How Obama Views the Men and Women Who (Also) Rule the World
President Obama himself is famously transactional when it comes to relations with other leaders; in my new article on his foreign policy, I make note of his strong belief that countries tend to act in what their leaders perceive to be their core interests, and I’ve come to see that Obama doesn’t place enormous value in the notion that well-developed personal relationships between leaders could ever trump the cold-eyed pursuit of those interests. Nevertheless, he has intense relationships with many world leaders—and he has become, in his last years as president, a mentor to a handful of important new ones.
.. Among other things, he views the pope as a devout believer who nevertheless is fully committed to pluralism. This sort of commitment is what Obama is seeking from Muslim leaders, and it is what progressive Muslim leaders are seeking from the more fundamentalist-minded clerics in their midst.
.. Obama believes that he understands Israel’s existential dilemmas better than Netanyahu does, and Netanyahu sees Obama as hopelessly naive.
.. His constant question to Netanyahu, he told me, was, “If not now, when? And if not you, Mr. Prime Minister, then who? How does this get resolved?”

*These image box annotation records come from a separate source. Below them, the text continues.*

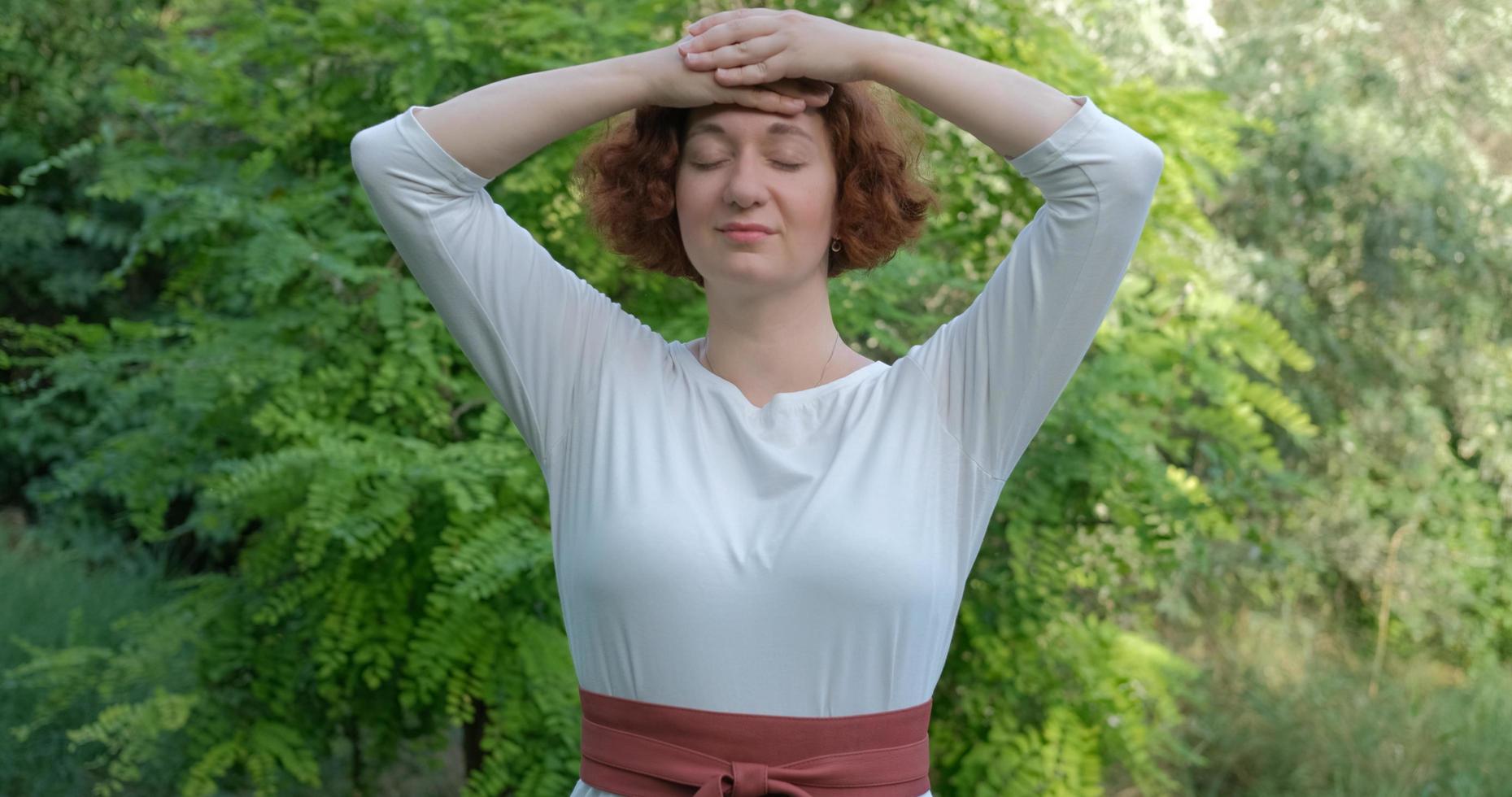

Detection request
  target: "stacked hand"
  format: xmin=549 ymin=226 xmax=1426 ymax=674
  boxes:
xmin=653 ymin=7 xmax=874 ymax=113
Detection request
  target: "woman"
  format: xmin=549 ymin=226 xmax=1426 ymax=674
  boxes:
xmin=352 ymin=9 xmax=1164 ymax=797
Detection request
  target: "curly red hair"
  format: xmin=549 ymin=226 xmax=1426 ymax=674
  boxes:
xmin=573 ymin=81 xmax=940 ymax=287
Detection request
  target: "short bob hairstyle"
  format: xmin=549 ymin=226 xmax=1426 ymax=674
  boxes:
xmin=573 ymin=81 xmax=940 ymax=287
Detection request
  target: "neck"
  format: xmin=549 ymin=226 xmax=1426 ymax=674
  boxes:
xmin=700 ymin=283 xmax=850 ymax=393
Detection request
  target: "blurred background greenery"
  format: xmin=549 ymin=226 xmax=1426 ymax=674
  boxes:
xmin=0 ymin=0 xmax=1512 ymax=797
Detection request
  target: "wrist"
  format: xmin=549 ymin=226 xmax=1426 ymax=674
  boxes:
xmin=857 ymin=28 xmax=906 ymax=85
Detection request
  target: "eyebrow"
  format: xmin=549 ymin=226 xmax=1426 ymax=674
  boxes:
xmin=686 ymin=123 xmax=813 ymax=144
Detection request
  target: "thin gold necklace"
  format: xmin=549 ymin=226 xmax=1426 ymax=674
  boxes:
xmin=703 ymin=336 xmax=841 ymax=390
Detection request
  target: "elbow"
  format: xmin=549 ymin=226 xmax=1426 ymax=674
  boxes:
xmin=1118 ymin=136 xmax=1166 ymax=203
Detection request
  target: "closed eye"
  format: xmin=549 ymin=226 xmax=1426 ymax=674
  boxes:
xmin=692 ymin=160 xmax=803 ymax=171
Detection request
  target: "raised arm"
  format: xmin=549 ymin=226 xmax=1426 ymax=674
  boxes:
xmin=351 ymin=53 xmax=664 ymax=468
xmin=873 ymin=37 xmax=1164 ymax=481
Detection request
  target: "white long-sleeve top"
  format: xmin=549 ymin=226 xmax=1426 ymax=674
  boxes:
xmin=352 ymin=95 xmax=1164 ymax=797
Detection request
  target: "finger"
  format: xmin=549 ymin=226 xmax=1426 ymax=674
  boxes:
xmin=734 ymin=88 xmax=809 ymax=115
xmin=682 ymin=37 xmax=785 ymax=70
xmin=713 ymin=54 xmax=783 ymax=86
xmin=688 ymin=7 xmax=780 ymax=35
xmin=679 ymin=16 xmax=778 ymax=53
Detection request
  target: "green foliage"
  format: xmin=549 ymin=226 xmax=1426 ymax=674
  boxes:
xmin=0 ymin=0 xmax=1512 ymax=795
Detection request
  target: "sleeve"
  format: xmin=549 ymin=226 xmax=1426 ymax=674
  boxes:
xmin=351 ymin=106 xmax=664 ymax=468
xmin=900 ymin=95 xmax=1166 ymax=481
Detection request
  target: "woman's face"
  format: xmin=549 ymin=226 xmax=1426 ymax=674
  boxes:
xmin=674 ymin=104 xmax=836 ymax=285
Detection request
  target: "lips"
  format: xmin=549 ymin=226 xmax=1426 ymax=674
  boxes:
xmin=717 ymin=220 xmax=774 ymax=234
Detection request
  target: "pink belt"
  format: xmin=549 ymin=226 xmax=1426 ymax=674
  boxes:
xmin=577 ymin=686 xmax=933 ymax=797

.. My previous understanding was that Obama viewed Putin in Hobbesian terms: nasty, brutish, and short. But Obama doesn’t find him nasty—Putin doesn’t leave him waiting for meetings, as he does other leaders. Obama believes Putin to be a thug, one who doesn’t understand his own best interests, but he also believes Putin understands Obama’s own red lines. Putin, for his part, sees Obama as hopelessly over-evolved. He’s said to be contemptuous of Obama’s lectures concerning Russia’s best interests, and he does not find Obama frightening.